Unconfigured Ad

Collapse
X
 
  • Filter
  • Time
  • Show
Clear All
new posts
  • Olalla
    Member
    • Aug 2014
    • 11

    Problem with MIRA

    Hello all

    I am new in bioinformatics and linux, and right now I am starting my "training" with some 454 RNAseq data. The starting data are 454 RNA sequencing reads from 10 different individuals (3 runs each). Until now I have converted my fasta/qual to fastq files and then collapsed the fastq files from the different reads of each individual into a single one, before proceeding with the quality control analysis. All went smooth and the outputs seem to be ok. Now I want to procceed with the assembly and to do this I plan to use MIRA as implemented in Geneious. I have uploaded the trimmed/clipped fastq files and when I select them and try to do an assembly with the default parameters I get the following error message:

    Fatal error (may be due to problems of the input data or parameters):

    ********************************************************************************
    * Some read names were found more than once (see log above). This usually *
    * hints to a serious problem with your input and should really, really be *
    * fixed. You can choose to ignore this error with , but this will *
    * almost certainly lead to problems with result files (ACE and CAF for sure, *
    * maybe also SAM) and probably to other unexpected effects. *

    I have already cecked whether I could have put together fastq files more than once, but when I looked at my scripts there are no errors. I tried assembling files by pairs to see which are the problematic ones, and I get this error message with a few of them so now I need to check where is the problem and if it is actually true that I have repeated read names in these files (although this shouldn't be the case). I would like to find some script that allows me to extract just the read names from these files, so I can then compare them and check if I there are repeated read names between files, but I cannot find anything useful anywhere. Does anyone knows how can I do this, and also anyone has any guess on why is Mira reporting this error?

    Thanks in advance

    Olalla
  • JohnN
    Member
    • Jan 2011
    • 31

    #2
    I'm wondering if the trimming process may not have clipped the read names - are you able to check that?

    Also, mira works better if you do NOT preprocess your data - as mira will trim internally itself.

    HTH

    Comment

    • Olalla
      Member
      • Aug 2014
      • 11

      #3
      Hello John

      Thanks for your reply. The read names ate not clipped. And I guess they shouldnt have same names. I just would need a way to retrieve the list of read names (or at least those matching between files), so I can after that check where is the problem. Any idea about which command can I use for that or of there is any script/program doing that?
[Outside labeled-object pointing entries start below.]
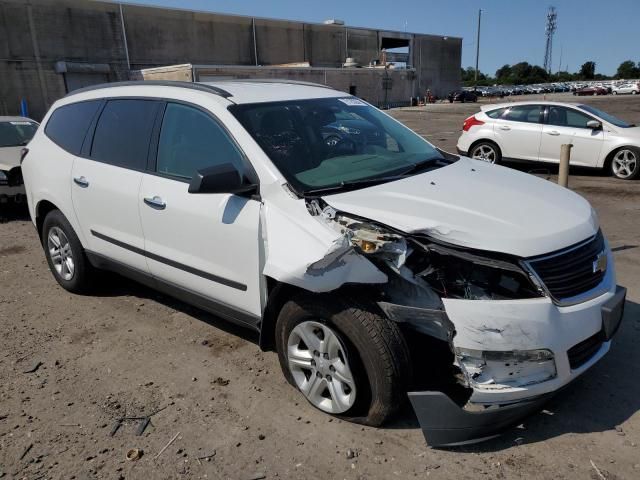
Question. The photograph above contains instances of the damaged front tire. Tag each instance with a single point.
(346, 358)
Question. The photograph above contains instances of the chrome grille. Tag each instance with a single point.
(573, 271)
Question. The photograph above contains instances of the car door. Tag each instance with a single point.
(205, 244)
(518, 132)
(566, 125)
(106, 180)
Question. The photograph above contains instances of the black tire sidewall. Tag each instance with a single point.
(634, 175)
(78, 283)
(374, 392)
(495, 147)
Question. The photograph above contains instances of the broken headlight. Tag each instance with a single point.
(455, 273)
(372, 239)
(496, 369)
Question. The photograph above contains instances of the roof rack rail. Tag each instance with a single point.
(269, 80)
(203, 87)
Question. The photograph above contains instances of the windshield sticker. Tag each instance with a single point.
(352, 101)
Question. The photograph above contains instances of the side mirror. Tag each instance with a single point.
(223, 178)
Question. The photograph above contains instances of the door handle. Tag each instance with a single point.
(155, 202)
(81, 181)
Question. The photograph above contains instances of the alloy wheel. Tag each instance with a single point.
(485, 153)
(318, 363)
(60, 253)
(624, 163)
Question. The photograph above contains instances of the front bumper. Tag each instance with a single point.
(444, 423)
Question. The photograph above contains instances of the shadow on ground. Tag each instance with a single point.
(602, 399)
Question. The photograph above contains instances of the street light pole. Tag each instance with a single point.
(478, 49)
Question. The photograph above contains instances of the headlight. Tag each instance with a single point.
(462, 274)
(372, 239)
(492, 369)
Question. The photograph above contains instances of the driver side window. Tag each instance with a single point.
(191, 140)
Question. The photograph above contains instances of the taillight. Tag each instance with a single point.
(470, 122)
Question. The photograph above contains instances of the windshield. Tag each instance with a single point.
(16, 133)
(605, 116)
(331, 143)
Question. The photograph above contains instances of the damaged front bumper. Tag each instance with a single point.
(489, 411)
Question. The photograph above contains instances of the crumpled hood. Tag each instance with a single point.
(475, 204)
(9, 157)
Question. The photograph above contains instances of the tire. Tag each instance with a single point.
(625, 163)
(368, 344)
(70, 267)
(486, 151)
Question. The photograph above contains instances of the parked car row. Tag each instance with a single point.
(534, 131)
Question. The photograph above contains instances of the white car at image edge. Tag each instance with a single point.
(376, 265)
(534, 131)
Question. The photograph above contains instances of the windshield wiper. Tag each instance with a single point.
(425, 165)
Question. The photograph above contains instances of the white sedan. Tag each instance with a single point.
(534, 131)
(632, 88)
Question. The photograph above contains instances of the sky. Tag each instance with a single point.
(512, 30)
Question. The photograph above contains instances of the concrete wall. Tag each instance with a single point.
(367, 81)
(35, 34)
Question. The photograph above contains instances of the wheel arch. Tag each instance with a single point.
(606, 164)
(484, 140)
(41, 211)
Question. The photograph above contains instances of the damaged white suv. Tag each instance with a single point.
(375, 264)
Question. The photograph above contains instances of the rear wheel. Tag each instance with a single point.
(65, 255)
(345, 358)
(625, 163)
(486, 151)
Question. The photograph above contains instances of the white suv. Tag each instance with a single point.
(534, 131)
(373, 263)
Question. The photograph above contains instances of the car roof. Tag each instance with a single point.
(236, 91)
(495, 106)
(16, 119)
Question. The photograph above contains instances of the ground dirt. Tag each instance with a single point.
(127, 351)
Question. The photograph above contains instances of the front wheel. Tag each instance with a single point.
(625, 163)
(345, 358)
(486, 151)
(65, 255)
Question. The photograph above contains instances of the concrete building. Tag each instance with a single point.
(50, 47)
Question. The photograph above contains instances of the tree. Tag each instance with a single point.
(628, 69)
(503, 73)
(588, 70)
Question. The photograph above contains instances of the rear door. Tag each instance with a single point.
(207, 244)
(566, 125)
(106, 180)
(518, 132)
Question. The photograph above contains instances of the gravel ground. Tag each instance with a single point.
(129, 352)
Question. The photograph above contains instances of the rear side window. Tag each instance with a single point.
(191, 140)
(523, 113)
(68, 124)
(123, 133)
(567, 117)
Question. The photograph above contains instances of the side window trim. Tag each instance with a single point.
(106, 100)
(88, 137)
(152, 163)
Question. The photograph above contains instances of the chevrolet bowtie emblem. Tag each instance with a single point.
(600, 263)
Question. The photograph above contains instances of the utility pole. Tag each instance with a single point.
(477, 50)
(552, 24)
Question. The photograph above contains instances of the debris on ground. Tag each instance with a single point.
(167, 445)
(34, 369)
(134, 454)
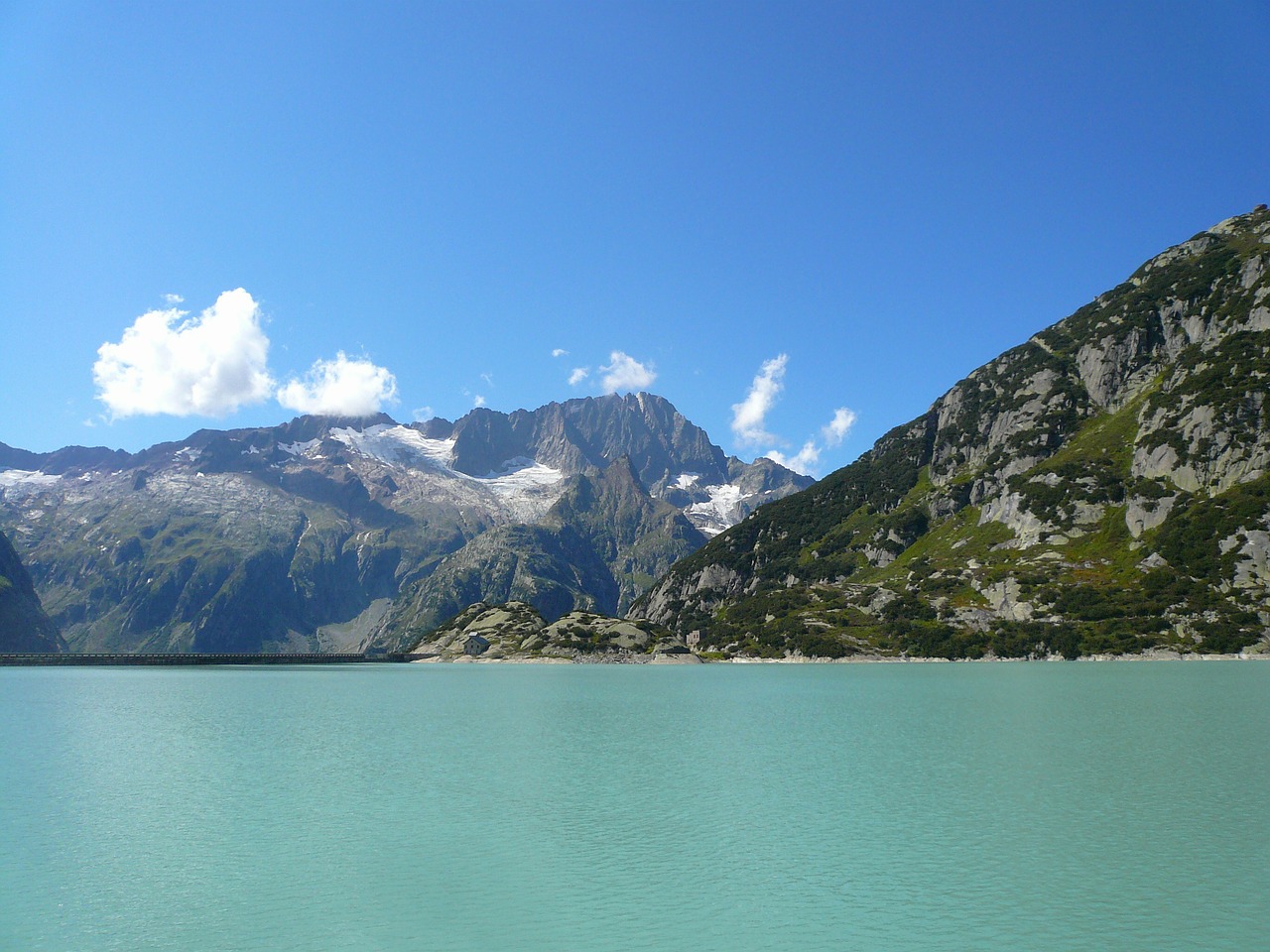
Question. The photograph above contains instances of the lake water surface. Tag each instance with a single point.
(1008, 806)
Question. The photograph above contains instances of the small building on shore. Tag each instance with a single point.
(475, 645)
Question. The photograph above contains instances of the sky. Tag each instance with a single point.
(801, 222)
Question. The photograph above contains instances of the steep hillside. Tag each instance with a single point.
(302, 536)
(517, 631)
(598, 547)
(23, 624)
(1100, 489)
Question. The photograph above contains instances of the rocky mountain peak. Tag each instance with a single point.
(1103, 486)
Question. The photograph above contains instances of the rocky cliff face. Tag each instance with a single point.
(1100, 488)
(23, 625)
(303, 536)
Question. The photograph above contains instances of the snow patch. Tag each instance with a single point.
(18, 477)
(721, 511)
(520, 476)
(397, 444)
(299, 448)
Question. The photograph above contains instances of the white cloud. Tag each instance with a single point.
(803, 461)
(625, 372)
(838, 426)
(340, 388)
(748, 416)
(169, 363)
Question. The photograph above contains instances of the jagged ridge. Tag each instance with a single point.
(1100, 488)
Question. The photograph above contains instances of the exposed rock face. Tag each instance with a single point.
(23, 625)
(305, 536)
(1065, 498)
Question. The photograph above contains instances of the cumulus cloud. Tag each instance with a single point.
(803, 461)
(171, 363)
(837, 429)
(748, 416)
(625, 372)
(340, 388)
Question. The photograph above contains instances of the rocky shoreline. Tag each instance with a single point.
(668, 657)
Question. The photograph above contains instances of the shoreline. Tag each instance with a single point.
(870, 658)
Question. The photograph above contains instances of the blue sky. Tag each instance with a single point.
(779, 216)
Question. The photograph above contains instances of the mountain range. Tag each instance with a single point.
(333, 535)
(1101, 488)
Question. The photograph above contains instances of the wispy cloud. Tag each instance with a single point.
(803, 461)
(837, 429)
(340, 388)
(624, 372)
(749, 420)
(171, 363)
(749, 416)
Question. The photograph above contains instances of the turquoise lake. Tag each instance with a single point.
(969, 806)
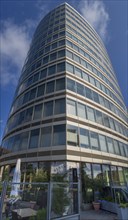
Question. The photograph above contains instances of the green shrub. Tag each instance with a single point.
(123, 205)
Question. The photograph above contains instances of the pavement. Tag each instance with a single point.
(97, 215)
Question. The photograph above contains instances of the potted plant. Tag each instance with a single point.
(122, 212)
(108, 204)
(60, 199)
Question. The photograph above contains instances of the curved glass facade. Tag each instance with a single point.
(67, 105)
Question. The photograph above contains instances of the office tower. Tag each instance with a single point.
(68, 113)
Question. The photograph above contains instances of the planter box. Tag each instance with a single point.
(122, 213)
(109, 206)
(86, 206)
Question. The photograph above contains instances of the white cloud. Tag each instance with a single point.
(95, 13)
(15, 42)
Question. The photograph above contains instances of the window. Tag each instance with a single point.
(54, 45)
(78, 72)
(59, 135)
(52, 70)
(69, 68)
(24, 141)
(35, 77)
(80, 89)
(45, 59)
(43, 73)
(16, 143)
(110, 145)
(55, 36)
(96, 97)
(71, 85)
(61, 67)
(81, 110)
(26, 97)
(122, 150)
(59, 106)
(32, 94)
(68, 43)
(21, 117)
(28, 115)
(61, 42)
(33, 143)
(92, 80)
(47, 49)
(37, 112)
(53, 56)
(84, 138)
(75, 47)
(76, 58)
(106, 174)
(48, 108)
(38, 64)
(112, 125)
(62, 33)
(85, 76)
(88, 93)
(101, 100)
(72, 135)
(46, 134)
(106, 120)
(99, 118)
(94, 141)
(61, 53)
(71, 107)
(116, 147)
(60, 84)
(90, 114)
(98, 84)
(50, 87)
(29, 81)
(103, 144)
(40, 91)
(69, 54)
(96, 170)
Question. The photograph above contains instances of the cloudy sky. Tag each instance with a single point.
(19, 19)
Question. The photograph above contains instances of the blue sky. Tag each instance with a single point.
(19, 19)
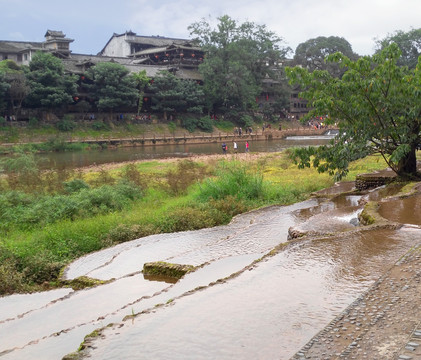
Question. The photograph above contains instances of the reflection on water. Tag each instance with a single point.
(98, 157)
(406, 211)
(266, 313)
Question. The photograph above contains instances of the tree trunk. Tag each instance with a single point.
(407, 166)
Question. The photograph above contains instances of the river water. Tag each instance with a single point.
(121, 154)
(243, 302)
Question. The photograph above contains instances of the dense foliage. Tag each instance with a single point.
(312, 53)
(409, 42)
(111, 87)
(50, 87)
(171, 95)
(376, 105)
(238, 58)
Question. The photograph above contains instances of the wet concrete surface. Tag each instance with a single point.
(245, 301)
(383, 323)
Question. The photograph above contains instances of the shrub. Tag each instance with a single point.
(186, 173)
(33, 122)
(65, 125)
(75, 186)
(205, 123)
(11, 280)
(132, 174)
(123, 233)
(233, 179)
(41, 267)
(100, 125)
(187, 218)
(189, 123)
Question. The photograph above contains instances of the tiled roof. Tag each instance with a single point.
(19, 46)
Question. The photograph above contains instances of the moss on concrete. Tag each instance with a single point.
(166, 269)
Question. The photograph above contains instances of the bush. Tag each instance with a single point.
(233, 179)
(33, 122)
(187, 218)
(205, 123)
(131, 173)
(41, 267)
(186, 173)
(25, 211)
(99, 125)
(123, 233)
(11, 280)
(189, 123)
(66, 125)
(75, 186)
(246, 120)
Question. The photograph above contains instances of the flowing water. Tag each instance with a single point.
(239, 304)
(98, 157)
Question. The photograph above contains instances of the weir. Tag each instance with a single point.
(254, 294)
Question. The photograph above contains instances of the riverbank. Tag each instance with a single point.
(144, 135)
(383, 323)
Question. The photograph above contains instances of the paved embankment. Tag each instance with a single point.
(384, 323)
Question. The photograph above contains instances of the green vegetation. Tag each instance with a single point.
(376, 106)
(53, 217)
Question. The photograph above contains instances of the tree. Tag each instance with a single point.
(50, 87)
(409, 43)
(112, 88)
(238, 58)
(141, 80)
(171, 95)
(18, 87)
(4, 87)
(312, 53)
(377, 106)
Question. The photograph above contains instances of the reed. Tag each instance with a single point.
(44, 229)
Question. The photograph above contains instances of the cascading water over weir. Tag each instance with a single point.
(255, 294)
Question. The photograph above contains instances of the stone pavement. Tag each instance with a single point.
(384, 323)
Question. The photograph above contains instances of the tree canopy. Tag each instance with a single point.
(171, 94)
(376, 105)
(409, 43)
(312, 53)
(112, 88)
(238, 57)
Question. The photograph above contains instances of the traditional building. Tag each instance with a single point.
(129, 43)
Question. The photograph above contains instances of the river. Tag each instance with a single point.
(122, 154)
(245, 301)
      I will also try to run MIRA on the non preprocessed samples, and see if the results are different.
      Thanks for the suggestion

      Thanks again

      Comment

      • JohnN
        Member
        • Jan 2011
        • 31

        #4
        I'm not sure how to answer. Your read names should not have any overlaps. How did you generate your fastq files? I tend to use mira's sff_extract. But there are lots of good sff extractors out there.
        Last edited by JohnN; 10-28-2014, 07:42 AM. Reason: Added sentences about sff_extract

        Comment

        • Olalla
          Member
          • Aug 2014
          • 11

          #5
          Well, I started from the fna and qual files. Basically, I do have ten individuals, and for each one I have results from three runs, so I first did conversion from fna to fastq, then concatenated all files from same individual in a single fastq file, and then I did the QC analysis on those concatenated fastq files. As I told you, everything went fine until I got to the assembly step. Unless this is a problem with MIRA plugin in geneious, I also do not see the reason why I should have repeated red names, as they should be unique strings of characters. By now I extracted just the read names from the files and I am going to compare them by pairs so I can really see whether there are actual repeated read names.... I will see.

          Comment

          • JohnN
            Member
            • Jan 2011
            • 31

            #6
            Looking at your steps, the only place where the read names could be messed up could be in your fna/qual to fastq conversion...

            Could you not take the SFF files from the 454 assembly and convert them directly to fastq using sff_extract or the another tool?

            Comment

            • Olalla
              Member
              • Aug 2014
              • 11

              #7
              Yes, exactly that is what I though, but the scripts are correct (no names messed up), so the only possibility is some mistake when converting sff files into fna and qual. At the moment I do not have access to these files, as they are data that were not mine but from my supervisor (I am just doing the analysis at the moment), but I could have them (I guess).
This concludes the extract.